第1吐出動作において吐出させる単位面積当たりのインク量の、顔料インクに対する染料インクの割合を、第2吐出動作において吐出させる単位面積当たりのインク量の、顔料インクに対する染料インクの割合より小さくする方法としては、第1吐出動作にて吐出する染料インクの量を減らす方法と、第2吐出動作にて吐出される染料インクの量を増やす方法とがある。このとき、上記印刷装置のように、第1吐出動作において吐出させる染料インクの量を少なくする方法にて第1吐出動作において吐出させる単位面積当たりのインク量の、顔料インクに対する染料インクの割合を、第2吐出動作において吐出させる単位面積当たりのインク量の、顔料インクに対する染料インクの割合より小さくすると、インクの吐出回数を増やすことなく、また媒体の送り量を小さくすることなく第1吐出動作にて吐出される顔料インクに対する染料インクの割合を、第2吐出動作にて吐出される顔料インクに対する染料インクの割合より小さくすることが可能である。すなわち、インクの吐出回数を増やしたり、媒体の送り量を小さくしないので、印刷速度を低下させることなくより高画質の画像を印刷することが可能である。
【0013】
かかる印刷装置であって、前記染料インク及び前記顔料インクは、黒色であることが望ましい。

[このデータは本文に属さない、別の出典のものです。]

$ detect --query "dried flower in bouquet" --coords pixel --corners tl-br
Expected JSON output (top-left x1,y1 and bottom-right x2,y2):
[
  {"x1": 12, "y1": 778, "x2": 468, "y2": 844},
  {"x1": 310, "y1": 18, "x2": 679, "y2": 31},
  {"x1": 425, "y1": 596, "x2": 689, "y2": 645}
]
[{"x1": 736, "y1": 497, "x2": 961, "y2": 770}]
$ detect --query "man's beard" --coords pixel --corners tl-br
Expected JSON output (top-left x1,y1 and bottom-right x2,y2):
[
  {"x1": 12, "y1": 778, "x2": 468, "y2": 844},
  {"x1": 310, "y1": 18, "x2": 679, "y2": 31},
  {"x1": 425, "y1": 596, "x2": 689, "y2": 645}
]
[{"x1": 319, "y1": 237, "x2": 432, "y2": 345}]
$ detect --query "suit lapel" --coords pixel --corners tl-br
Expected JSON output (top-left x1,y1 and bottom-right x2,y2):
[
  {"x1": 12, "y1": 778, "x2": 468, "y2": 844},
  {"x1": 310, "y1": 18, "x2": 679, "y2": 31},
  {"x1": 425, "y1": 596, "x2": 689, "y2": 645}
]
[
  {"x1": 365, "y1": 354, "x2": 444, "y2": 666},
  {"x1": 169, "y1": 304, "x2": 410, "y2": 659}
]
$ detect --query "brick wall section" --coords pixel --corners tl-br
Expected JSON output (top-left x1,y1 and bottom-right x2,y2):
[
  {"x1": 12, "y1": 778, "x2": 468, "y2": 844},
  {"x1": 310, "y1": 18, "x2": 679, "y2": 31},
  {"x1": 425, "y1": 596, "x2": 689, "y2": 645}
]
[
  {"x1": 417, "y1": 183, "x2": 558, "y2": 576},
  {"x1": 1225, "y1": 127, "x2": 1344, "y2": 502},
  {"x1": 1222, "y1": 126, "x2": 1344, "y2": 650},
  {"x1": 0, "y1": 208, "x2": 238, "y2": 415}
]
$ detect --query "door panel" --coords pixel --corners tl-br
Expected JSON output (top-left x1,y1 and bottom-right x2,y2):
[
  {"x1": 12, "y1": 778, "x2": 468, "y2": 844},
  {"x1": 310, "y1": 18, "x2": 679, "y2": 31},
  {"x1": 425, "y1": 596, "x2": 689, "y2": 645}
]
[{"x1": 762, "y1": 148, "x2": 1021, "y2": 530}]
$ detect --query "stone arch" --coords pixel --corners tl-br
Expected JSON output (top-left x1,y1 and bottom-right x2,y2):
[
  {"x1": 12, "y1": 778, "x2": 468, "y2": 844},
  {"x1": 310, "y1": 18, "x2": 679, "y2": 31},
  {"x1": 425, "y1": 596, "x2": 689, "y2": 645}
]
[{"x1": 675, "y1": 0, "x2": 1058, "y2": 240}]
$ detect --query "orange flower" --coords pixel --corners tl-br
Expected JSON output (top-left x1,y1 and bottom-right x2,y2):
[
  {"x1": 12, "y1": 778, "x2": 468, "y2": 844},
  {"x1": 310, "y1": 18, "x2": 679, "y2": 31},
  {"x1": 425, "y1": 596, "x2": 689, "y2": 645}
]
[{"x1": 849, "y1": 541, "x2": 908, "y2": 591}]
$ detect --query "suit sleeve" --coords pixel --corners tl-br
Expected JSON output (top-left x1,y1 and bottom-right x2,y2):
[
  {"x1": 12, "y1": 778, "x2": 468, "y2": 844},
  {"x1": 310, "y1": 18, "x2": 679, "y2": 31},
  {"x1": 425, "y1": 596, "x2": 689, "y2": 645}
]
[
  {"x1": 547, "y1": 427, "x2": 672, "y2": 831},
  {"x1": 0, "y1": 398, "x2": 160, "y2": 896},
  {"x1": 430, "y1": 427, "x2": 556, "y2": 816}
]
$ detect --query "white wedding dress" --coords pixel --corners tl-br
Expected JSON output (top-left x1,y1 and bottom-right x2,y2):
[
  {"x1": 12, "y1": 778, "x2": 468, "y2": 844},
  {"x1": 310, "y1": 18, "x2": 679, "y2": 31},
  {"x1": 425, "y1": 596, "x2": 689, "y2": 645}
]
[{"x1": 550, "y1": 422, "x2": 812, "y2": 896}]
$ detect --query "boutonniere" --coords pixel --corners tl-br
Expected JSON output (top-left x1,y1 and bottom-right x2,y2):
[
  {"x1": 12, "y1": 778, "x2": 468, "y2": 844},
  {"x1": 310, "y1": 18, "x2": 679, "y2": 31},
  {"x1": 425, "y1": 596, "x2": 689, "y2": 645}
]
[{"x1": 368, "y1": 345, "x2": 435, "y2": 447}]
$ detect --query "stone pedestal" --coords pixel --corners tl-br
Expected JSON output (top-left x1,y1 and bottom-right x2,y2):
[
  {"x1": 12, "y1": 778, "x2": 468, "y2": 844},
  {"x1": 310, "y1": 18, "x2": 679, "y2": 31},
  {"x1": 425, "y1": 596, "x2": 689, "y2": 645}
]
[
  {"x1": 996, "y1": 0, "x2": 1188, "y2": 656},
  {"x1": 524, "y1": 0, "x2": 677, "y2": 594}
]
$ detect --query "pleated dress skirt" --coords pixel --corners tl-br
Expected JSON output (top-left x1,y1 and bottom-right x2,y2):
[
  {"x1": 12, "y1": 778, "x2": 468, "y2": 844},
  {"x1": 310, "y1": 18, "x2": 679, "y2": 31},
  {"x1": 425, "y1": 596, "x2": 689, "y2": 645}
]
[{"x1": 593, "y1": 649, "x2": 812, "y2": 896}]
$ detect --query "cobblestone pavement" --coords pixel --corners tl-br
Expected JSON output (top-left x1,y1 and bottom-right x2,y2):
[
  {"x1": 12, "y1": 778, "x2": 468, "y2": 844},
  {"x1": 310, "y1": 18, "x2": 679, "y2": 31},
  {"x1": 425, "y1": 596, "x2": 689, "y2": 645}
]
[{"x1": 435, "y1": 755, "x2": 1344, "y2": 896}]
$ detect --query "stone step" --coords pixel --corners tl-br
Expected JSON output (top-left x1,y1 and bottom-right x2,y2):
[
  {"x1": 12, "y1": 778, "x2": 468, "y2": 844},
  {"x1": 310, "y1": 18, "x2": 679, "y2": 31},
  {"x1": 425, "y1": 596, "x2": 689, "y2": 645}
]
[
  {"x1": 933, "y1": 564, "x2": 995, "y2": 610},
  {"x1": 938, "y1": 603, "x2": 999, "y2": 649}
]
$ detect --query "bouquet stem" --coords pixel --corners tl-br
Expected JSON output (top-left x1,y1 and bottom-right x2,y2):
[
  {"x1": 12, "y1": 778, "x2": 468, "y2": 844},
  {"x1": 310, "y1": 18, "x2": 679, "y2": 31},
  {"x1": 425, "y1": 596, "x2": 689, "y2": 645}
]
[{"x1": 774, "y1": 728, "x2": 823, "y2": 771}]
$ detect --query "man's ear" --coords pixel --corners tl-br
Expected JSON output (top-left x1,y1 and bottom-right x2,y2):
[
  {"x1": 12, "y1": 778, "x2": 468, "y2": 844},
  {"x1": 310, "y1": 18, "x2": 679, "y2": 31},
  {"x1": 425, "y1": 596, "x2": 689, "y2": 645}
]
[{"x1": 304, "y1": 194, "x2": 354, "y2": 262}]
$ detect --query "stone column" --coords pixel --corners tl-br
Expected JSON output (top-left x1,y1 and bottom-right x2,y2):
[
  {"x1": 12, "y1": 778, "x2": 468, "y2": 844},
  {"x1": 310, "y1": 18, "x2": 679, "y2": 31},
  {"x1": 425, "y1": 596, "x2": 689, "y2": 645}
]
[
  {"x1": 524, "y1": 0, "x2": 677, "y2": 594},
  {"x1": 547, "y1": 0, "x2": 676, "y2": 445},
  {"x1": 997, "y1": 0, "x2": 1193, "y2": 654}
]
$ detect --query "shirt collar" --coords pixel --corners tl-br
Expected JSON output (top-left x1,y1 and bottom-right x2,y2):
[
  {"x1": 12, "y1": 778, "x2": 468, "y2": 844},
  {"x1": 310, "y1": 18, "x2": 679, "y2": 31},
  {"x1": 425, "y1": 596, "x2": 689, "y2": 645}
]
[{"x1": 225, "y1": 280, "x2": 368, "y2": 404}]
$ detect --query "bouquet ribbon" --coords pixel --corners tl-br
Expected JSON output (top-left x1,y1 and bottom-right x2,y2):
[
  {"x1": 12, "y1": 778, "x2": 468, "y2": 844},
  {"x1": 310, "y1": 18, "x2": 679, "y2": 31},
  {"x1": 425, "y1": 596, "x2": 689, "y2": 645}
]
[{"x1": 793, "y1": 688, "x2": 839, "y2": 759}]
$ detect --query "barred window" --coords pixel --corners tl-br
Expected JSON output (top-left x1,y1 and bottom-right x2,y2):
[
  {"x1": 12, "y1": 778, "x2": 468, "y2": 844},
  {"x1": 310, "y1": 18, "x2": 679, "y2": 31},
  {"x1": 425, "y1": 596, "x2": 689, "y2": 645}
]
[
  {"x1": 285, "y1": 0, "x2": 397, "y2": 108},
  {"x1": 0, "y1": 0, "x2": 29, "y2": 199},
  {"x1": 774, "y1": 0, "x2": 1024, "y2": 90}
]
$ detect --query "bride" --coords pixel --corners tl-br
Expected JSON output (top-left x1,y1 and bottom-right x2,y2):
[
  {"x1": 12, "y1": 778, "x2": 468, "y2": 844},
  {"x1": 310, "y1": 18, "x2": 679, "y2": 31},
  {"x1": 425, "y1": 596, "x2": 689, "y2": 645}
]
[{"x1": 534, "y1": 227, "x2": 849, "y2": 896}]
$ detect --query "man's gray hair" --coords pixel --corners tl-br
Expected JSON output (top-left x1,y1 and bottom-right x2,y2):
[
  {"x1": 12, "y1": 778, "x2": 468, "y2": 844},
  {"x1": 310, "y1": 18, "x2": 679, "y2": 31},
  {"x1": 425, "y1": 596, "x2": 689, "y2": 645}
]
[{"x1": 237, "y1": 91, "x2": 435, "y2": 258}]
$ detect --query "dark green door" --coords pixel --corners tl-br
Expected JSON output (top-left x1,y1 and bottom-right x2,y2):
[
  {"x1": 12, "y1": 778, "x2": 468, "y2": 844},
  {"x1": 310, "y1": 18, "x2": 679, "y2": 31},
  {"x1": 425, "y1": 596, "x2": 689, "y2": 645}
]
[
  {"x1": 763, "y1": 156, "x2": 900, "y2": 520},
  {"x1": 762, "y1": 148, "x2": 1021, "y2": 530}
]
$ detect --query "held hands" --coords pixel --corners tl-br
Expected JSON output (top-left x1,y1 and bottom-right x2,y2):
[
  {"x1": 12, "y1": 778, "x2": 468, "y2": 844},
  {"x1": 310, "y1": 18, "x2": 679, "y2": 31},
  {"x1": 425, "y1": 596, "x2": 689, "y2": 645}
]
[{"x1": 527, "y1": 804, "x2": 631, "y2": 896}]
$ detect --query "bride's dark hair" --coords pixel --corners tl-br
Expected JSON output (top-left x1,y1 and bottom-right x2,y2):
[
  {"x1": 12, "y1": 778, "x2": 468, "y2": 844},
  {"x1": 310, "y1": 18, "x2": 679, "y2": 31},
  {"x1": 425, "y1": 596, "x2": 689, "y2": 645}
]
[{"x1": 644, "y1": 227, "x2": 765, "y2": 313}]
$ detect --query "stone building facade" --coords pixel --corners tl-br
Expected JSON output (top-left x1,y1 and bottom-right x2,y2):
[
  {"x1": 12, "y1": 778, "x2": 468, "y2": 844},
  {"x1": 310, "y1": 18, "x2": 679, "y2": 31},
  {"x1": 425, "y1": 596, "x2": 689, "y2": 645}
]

染料インクは透明度及び色の再現性が高く、顔料インクは、文字等をより鮮明に印刷することができるという特徴を有している。このため、文字の印刷に最も頻繁に用いられる黒色の染料インクと顔料インクを備えて、第1吐出動作にて吐出される顔料インクに対する染料インクの割合を、第2吐出動作にて吐出される顔料インクに対する染料インクの割合より小さくすることにより、顔料インクによる鮮明な文字の印刷を維持しつつ、染料インクと顔料インクとを用いた印刷において、色相差の発生を抑え、より高画質の画像を印刷することが可能である。
【0014】
かかる印刷装置において、前記媒体を搬送方向に搬送する搬送機構と、
前記第1ノズルと前記第2ノズルとが前記搬送方向と交差する交差方向に並べて配置されたヘッドと、
前記ヘッドを前記交差方向に沿う双方向に移動させるヘッド移動機構と、を有し、
前記第1吐出動作は、前記ヘッドが前記双方向のうちの一方側への移動にて実行し、前記第2吐出動作は、前記双方向のうちの他方側への移動にて実行することが望ましい。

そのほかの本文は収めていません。